State control of breweries in Eastern and Central Europe following World War II proved to be a mixed blessing. Whilst many companies suffered from a lack of investment, others prospered and were guaranteed a market for their products through a strict regional control of distribution. This meant that some beers that survived easily could have perished if left to their own devices in a more competitive environment.
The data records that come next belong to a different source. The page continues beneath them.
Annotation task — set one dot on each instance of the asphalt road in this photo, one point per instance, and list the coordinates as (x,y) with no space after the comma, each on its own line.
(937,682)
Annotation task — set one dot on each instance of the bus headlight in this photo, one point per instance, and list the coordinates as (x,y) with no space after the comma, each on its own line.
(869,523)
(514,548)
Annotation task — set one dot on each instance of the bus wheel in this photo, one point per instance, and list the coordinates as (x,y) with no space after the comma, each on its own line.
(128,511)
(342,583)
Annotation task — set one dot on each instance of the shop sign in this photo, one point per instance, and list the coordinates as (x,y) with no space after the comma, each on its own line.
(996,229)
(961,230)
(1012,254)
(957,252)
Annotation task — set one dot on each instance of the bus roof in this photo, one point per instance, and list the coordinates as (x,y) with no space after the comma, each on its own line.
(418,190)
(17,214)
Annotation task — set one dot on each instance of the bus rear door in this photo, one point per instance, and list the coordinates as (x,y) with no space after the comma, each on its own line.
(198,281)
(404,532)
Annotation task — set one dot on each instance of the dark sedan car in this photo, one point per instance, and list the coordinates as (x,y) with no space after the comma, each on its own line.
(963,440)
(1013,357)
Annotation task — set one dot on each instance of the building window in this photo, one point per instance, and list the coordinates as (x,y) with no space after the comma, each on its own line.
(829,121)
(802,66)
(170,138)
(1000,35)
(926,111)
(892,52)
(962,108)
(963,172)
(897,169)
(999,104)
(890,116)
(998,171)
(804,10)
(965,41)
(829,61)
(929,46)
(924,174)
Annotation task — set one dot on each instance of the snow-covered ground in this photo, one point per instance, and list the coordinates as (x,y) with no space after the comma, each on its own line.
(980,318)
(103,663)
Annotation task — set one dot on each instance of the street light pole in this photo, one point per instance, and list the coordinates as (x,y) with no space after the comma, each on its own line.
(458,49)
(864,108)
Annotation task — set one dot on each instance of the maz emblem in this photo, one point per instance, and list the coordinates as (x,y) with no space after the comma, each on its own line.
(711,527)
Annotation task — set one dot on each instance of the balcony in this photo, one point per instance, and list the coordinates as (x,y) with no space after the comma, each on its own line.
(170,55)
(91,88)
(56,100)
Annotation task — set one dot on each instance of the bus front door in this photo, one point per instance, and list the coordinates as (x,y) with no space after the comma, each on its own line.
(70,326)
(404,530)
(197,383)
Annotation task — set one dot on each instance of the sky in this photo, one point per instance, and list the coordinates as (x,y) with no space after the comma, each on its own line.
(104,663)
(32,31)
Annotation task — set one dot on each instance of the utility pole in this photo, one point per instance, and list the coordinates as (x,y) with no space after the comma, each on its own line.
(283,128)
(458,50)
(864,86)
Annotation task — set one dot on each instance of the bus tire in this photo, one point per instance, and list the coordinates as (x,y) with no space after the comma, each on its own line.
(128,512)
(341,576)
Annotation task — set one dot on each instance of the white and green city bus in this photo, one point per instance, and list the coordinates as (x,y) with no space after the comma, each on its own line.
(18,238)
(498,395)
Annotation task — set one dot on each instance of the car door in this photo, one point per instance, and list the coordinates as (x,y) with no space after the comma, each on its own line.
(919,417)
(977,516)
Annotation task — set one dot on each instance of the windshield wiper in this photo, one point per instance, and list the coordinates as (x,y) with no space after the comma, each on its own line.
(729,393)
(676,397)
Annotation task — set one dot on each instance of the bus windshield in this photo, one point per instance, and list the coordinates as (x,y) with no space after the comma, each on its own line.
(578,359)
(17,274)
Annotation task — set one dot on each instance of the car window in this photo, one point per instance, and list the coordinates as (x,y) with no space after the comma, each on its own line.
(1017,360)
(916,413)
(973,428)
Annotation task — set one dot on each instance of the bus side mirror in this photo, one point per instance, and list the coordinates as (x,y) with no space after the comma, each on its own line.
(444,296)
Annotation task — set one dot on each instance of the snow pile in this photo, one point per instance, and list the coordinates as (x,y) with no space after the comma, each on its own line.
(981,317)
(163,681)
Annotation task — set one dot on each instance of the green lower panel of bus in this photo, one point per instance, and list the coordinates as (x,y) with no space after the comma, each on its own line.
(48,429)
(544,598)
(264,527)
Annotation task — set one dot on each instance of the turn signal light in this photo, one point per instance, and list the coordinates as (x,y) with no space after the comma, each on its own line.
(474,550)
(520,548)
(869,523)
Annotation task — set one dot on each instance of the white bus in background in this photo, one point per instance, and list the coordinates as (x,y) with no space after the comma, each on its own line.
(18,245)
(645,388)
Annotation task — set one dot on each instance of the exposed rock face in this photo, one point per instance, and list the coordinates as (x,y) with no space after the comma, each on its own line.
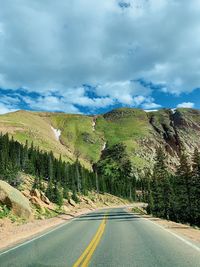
(142,132)
(15,200)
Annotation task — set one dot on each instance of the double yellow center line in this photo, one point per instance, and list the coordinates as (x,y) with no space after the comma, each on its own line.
(85,257)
This seems to have been the case with Köstritzer Schwarzbier. The Köstritzer brewery has its origins in the 15th century, in the spa town of Bad Köstritz, near Weimar. A new brewhouse was added early in the 1900s, but, with the postwar division of Germany, it found itself confined in the Soviet Bloc. When Germany was reunified, the business was in urgent need of a cash injection. This came courtesy of the Simon family, owners of Bitburger, who acquired the business in 1991. They took a particular interest in the Schwarzbier. The Bitburger brewers saw the potential in this unusual beer, but they felt it needed a little life support. They took a long, hard look at the recipe and decided to make some changes, the most substantial of which was to raise the strength from a flimsy 3.5% to 4.8%. Today, the beer is produced from pilsner malt, Munich malt, and what the brewery describes as “special malt.” Hops come from the Hallertau region.
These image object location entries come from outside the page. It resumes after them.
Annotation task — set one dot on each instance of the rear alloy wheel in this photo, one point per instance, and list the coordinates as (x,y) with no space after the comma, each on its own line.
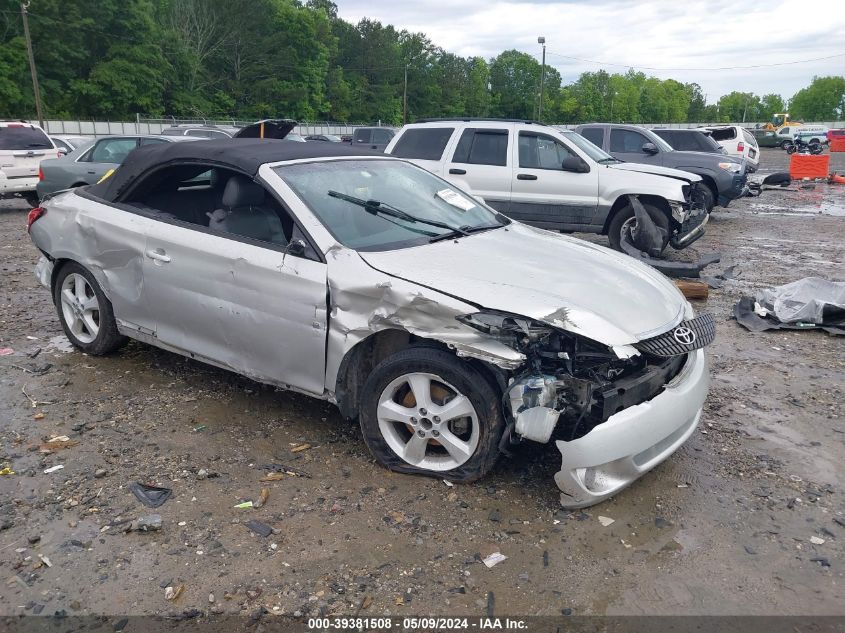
(424,411)
(85,312)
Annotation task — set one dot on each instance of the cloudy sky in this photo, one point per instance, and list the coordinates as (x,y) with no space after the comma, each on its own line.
(679,34)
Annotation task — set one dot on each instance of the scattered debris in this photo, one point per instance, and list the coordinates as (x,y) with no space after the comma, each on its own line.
(273,476)
(262,497)
(146,523)
(262,529)
(493,559)
(150,496)
(57,443)
(809,303)
(173,593)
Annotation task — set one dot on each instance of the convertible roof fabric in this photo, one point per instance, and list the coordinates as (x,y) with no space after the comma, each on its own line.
(241,154)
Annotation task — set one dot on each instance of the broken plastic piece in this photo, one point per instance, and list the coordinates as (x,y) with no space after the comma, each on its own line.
(262,529)
(669,268)
(150,496)
(493,559)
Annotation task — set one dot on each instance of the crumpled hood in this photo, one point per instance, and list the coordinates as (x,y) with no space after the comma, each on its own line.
(569,283)
(658,170)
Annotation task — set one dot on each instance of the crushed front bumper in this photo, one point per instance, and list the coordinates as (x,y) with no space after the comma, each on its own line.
(630,443)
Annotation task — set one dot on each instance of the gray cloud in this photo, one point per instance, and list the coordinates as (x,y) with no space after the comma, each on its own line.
(676,34)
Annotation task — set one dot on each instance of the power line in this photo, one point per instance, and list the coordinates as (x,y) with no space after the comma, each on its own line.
(602,63)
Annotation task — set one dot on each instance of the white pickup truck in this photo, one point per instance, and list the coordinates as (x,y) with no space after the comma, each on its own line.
(808,133)
(553,179)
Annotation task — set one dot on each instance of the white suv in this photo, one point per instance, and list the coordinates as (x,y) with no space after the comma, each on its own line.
(22,147)
(553,179)
(737,141)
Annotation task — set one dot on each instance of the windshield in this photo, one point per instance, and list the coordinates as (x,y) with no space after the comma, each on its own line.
(593,151)
(414,203)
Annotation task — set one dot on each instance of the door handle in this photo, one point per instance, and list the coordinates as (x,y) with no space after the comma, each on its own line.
(158,255)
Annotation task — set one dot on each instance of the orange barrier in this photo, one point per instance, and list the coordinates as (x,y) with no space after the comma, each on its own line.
(809,166)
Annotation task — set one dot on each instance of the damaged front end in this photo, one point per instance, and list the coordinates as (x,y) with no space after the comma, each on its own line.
(570,387)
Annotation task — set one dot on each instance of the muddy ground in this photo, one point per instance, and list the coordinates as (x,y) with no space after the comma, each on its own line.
(747,518)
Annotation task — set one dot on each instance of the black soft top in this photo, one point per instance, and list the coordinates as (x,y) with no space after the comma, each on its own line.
(245,155)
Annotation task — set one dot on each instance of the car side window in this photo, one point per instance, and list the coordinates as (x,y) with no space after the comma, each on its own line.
(220,201)
(627,141)
(482,147)
(381,136)
(423,143)
(594,134)
(112,150)
(152,141)
(540,151)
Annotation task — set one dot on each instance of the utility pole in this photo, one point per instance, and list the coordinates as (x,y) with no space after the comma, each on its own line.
(542,40)
(35,88)
(405,98)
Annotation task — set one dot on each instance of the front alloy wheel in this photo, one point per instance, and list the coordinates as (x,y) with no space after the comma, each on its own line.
(425,411)
(427,423)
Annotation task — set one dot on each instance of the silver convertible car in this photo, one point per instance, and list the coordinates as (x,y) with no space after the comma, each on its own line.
(448,330)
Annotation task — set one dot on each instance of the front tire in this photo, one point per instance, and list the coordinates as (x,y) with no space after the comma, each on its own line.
(84,311)
(625,218)
(424,411)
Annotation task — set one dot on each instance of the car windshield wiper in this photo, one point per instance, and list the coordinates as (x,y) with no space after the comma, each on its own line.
(376,207)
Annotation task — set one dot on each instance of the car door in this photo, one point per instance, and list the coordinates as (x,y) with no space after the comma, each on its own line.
(241,303)
(479,162)
(627,145)
(542,193)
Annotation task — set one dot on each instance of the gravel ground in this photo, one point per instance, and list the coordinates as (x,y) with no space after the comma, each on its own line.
(746,518)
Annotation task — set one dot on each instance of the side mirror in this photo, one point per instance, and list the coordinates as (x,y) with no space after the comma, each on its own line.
(296,247)
(575,164)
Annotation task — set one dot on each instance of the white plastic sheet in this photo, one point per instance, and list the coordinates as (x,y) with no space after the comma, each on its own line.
(808,300)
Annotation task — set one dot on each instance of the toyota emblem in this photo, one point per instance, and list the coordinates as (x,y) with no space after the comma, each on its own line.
(684,335)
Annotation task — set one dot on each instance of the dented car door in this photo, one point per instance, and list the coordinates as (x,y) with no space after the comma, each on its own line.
(238,303)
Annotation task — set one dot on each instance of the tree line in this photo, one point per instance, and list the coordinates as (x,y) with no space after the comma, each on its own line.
(250,59)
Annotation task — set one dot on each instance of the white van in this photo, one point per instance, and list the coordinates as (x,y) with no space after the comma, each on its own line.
(553,179)
(22,148)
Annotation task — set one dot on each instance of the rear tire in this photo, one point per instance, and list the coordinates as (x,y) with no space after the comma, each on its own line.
(622,220)
(84,311)
(426,412)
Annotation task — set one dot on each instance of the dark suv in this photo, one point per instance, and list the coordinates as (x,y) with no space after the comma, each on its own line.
(724,176)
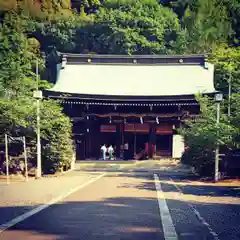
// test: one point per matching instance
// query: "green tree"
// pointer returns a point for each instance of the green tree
(208, 24)
(203, 134)
(133, 27)
(17, 108)
(227, 64)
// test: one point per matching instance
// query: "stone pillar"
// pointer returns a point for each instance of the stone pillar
(177, 146)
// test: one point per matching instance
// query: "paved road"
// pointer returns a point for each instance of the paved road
(126, 206)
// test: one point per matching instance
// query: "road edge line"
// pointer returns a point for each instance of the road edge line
(169, 230)
(22, 217)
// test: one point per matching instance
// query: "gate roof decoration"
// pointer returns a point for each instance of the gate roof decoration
(102, 77)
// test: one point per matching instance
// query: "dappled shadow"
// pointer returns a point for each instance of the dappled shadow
(124, 218)
(112, 218)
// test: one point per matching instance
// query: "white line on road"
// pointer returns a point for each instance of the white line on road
(26, 215)
(167, 223)
(200, 218)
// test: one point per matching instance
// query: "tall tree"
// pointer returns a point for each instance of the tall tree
(133, 27)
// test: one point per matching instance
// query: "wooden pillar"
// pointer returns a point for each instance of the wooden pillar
(152, 141)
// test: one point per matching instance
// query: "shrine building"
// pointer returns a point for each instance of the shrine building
(140, 100)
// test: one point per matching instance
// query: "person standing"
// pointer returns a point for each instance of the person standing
(110, 152)
(126, 154)
(104, 151)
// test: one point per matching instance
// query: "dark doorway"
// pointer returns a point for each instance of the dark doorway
(164, 145)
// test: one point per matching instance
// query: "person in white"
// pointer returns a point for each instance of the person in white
(110, 152)
(104, 151)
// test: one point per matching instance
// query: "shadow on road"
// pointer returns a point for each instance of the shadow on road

This beer pours well, leaving a good couple of centimetres of tan coloured head. This dissipates slowly leaving a good lacing to the top of the bier. The bier, almost dark black in colour, has dark reddy browns showing through during strong light. It gives off mild caramel and chocolate aromas, the chocolate being very subtle. One aroma that is quite powerful though is the malt, punching through the others but not utterly destroying them. Upon the palette the malt once again comes to the fore, the sweeter caramel and a hint of coffee also linger. Some prune and dark berries accent these notes subtly offering a complex and interesting flavour. The bier itself being of a pilsner style has a refreshing taste much like a lager, but offers superior depth of flavour coming from the dark roasted malts, this leaves you with a clean yet slightly bitter aftertaste which is quite delicious.
At 4.8% the alcohol doesn’t really overpower the flavours on show here which for a crisp pilsner is quite refreshing. Being moderately carbonated, it lends itself well to a good session beer. A good lager for ale drinkers this one, full of flavour but more suited to being cold when the weather outside is blisteringly hot.